The Other Kind of Climate Denialism - cribbles
https://www.newyorker.com/science/elements/the-other-kind-of-climate-denialism
======
blastbeat
> Decarbonizing the economy will be difficult, but it must be done.

Nothing like that is going to happen, as it didn't in the past. To this day we
are on straightaway on the "business as usual" trajectory, which ends in
collaps.

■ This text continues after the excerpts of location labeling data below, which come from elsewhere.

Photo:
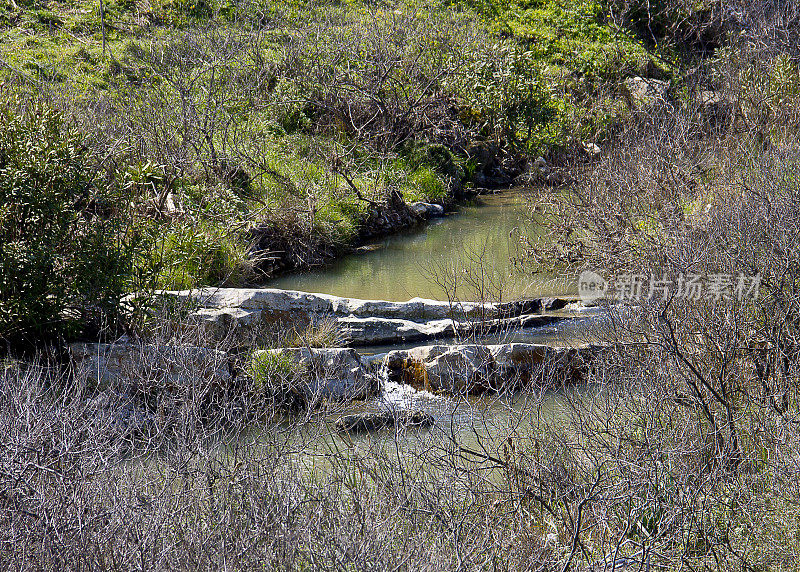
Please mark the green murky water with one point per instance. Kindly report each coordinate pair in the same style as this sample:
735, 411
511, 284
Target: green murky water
471, 255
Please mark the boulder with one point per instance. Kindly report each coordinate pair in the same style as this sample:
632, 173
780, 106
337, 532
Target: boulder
426, 210
337, 374
460, 369
644, 92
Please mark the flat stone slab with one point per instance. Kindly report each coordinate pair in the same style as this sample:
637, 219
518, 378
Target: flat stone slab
362, 322
336, 374
460, 369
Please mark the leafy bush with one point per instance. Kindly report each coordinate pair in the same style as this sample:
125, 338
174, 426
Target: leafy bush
186, 256
63, 262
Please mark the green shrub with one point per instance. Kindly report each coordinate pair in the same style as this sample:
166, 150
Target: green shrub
63, 261
189, 255
427, 185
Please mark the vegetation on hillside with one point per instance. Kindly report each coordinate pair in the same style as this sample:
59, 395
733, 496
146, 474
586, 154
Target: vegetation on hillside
252, 137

See also

[https://www.theguardian.com/commentisfree/2014/sep/02/limits...](https://www.theguardian.com/commentisfree/2014/sep/02/limits-
to-growth-was-right-new-research-shows-were-nearing-collapse)

------
sykic
This quote from the article stuck out to me:

 _Wallace-Wells hits this note in his book, too, writing, “We seem most
comfortable adopting a learned posture of powerlessness.” As uncertainty and
denial about climate have diminished, they have been replaced by similarly
paralyzing feelings of panic, anxiety, and resignation._

I certainly fall into this group. I sometimes think it’d be better to stop
talking about climate change and instead talk about how we all would like to
breather clean air, have plastic free rivers and lakes, and soil that isn’t
contaminated. I don’t know anyone who is opposed to such things and maybe
changing the conversation to these things would sidestep those who believe
that climate change is a leftist hoax.

One thing from the article that I did not know and have never heard before is
this:

 _As atmospheric carbon levels rise, plants produce more sugars and fewer
nutrients—by 2050, vegetables will be turning into junk food._

Anecdotally it’s been my experience that increasingly fruit that I buy is
becoming tasteless and bland. I don’t know the cause or if indeed it’s true
but fruit from childhood seems to have tasted better.